Here are a couple of straws in the wind:
Private tutors are a luxury many American families cannot afford, costing anywhere between $25 to $100 an hour. But California mother Denise Robison found one online for $2.50 an hour -- in India. (Via Arnold).
And:
Research from IBM has predicted that by 2015 there will be 90 per cent fewer traders employed by the top investment banks as they lose their jobs to computer systems.
This is interesting because for years the conventional view has been that technical change and globalization have increased demand for skilled workers and university graduates relative to unskilled workers and so increased wage inequality. But might the next round of technical change cut demand for skilled workers? Or was the conventional explanation wrong all along?
You do keep pointing out, rather persuasively, that the average investment manager is effectively not merely unskilled, but anti-skilled - in the sense that he does worse than a passive fund. So perhaps the key questions are (i) is your purported skill real, and (ii) is it sufficiently subtle, or even tacit, that it will be very hard to teach to a computer or to someone from a foreign land?

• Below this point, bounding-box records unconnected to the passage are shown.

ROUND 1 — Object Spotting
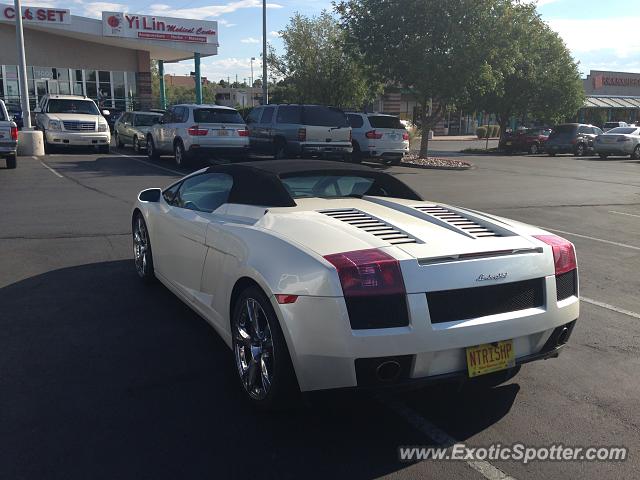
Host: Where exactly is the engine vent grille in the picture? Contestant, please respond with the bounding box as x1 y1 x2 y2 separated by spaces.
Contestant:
320 208 418 245
427 278 544 323
413 205 502 238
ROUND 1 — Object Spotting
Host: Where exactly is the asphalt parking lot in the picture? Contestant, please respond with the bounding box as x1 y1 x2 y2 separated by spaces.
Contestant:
0 146 640 480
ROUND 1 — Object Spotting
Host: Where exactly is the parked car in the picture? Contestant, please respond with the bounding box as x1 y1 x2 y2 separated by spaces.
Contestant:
147 104 249 166
595 127 640 160
347 112 409 165
602 122 629 133
247 105 353 160
498 127 551 155
35 94 111 153
544 123 602 157
0 99 18 168
131 160 579 409
113 112 163 153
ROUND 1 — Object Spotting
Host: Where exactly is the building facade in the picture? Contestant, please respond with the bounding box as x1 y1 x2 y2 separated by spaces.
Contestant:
0 5 218 111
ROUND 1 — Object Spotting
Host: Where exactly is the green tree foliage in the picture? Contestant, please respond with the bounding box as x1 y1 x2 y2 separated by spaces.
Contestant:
267 11 381 108
470 1 584 132
336 0 500 156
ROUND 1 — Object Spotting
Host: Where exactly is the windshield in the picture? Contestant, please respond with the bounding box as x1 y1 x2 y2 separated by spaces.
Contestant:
369 115 404 130
47 98 100 115
193 108 244 123
606 127 638 135
136 115 162 127
302 105 349 127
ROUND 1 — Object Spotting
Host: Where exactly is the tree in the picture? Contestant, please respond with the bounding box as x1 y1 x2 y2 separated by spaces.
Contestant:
336 0 504 156
267 11 381 108
470 2 584 137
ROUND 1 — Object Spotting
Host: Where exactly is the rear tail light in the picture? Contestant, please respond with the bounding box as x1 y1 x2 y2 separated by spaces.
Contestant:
187 125 209 137
534 235 578 275
324 249 405 297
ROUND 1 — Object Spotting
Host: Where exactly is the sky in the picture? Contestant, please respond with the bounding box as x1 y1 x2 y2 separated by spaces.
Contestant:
33 0 640 82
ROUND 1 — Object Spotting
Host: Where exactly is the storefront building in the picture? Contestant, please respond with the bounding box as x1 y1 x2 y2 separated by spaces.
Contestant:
578 70 640 125
0 5 218 111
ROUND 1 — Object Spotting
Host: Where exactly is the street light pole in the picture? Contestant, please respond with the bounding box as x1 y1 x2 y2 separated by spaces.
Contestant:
14 0 31 130
262 0 269 105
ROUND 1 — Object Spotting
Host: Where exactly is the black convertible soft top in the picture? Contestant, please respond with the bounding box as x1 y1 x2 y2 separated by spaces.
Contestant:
207 159 422 207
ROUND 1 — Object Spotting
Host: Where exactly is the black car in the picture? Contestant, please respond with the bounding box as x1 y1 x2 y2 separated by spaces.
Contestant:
544 123 602 157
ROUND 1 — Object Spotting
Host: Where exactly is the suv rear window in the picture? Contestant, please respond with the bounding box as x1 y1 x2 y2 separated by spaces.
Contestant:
302 105 349 127
276 105 300 123
193 108 244 123
369 115 404 130
47 98 100 115
551 125 576 137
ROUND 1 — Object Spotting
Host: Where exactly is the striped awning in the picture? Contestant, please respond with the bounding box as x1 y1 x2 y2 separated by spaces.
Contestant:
584 95 640 108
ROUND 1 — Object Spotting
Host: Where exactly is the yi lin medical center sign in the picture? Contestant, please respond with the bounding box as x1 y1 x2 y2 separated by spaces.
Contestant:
102 12 218 45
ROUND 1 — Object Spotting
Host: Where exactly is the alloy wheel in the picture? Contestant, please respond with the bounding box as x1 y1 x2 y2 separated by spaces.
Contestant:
233 298 274 400
133 216 149 278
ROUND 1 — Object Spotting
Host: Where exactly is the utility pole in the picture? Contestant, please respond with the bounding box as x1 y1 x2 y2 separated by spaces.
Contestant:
262 0 269 105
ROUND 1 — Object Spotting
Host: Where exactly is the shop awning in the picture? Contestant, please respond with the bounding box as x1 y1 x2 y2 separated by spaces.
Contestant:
584 95 640 108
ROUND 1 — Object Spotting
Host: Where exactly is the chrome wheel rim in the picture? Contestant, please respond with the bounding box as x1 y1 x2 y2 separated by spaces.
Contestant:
133 217 149 277
233 298 274 400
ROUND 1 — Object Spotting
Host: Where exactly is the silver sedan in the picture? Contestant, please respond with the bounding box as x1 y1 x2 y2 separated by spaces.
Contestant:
594 126 640 160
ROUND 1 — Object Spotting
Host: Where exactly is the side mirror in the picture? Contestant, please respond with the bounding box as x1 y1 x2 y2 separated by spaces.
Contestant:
138 188 162 203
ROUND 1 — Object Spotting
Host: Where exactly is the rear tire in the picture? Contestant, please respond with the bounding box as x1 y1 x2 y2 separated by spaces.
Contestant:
6 154 18 170
147 135 160 160
231 286 300 410
132 212 156 283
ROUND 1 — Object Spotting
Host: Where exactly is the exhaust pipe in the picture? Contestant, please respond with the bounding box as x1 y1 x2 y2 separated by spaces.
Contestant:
376 360 401 382
558 327 569 345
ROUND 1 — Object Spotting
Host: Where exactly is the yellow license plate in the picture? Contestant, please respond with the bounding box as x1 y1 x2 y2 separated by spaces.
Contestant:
467 340 516 377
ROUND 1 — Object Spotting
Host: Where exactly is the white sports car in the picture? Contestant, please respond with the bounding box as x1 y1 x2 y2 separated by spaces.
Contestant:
132 160 579 407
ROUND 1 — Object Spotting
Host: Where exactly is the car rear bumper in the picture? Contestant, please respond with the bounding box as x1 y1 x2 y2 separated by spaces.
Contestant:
273 276 579 391
45 130 111 147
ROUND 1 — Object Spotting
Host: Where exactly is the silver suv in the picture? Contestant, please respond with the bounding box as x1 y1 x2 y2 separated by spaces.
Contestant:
247 105 353 160
146 105 249 166
347 112 409 165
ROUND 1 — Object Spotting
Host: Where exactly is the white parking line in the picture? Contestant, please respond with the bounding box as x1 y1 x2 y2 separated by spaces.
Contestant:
114 152 186 177
542 227 640 250
37 157 64 178
580 297 640 319
609 210 640 218
377 396 515 480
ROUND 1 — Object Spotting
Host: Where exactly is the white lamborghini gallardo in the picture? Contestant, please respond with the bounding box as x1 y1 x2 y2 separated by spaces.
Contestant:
132 160 579 407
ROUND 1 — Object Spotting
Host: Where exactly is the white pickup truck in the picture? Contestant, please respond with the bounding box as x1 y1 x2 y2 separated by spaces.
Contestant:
35 94 111 153
0 100 18 168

Posted by: dearieme | October 04, 2006 at 03:42 PM
Here in leafy Herts, when children at posh schools have to make costumes for dress-up days at school, their mums get them made by ladies from council estates in Manchester courtesy of the internet.
Posted by: Dipper | October 04, 2006 at 07:58 PM
Computer company predict computers will replace people shock!!
Posted by: Dipper | October 04, 2006 at 08:01 PM
There's surely a difference between demand for skilled workers and demand for an increase in the number of them. I think it's the quality, not the quantity which counts.
Posted by: james higham | October 04, 2006 at 08:36 PM
I long for the day when entire boards of directors are outsourced to... well, anywhere really. Anywhere but England.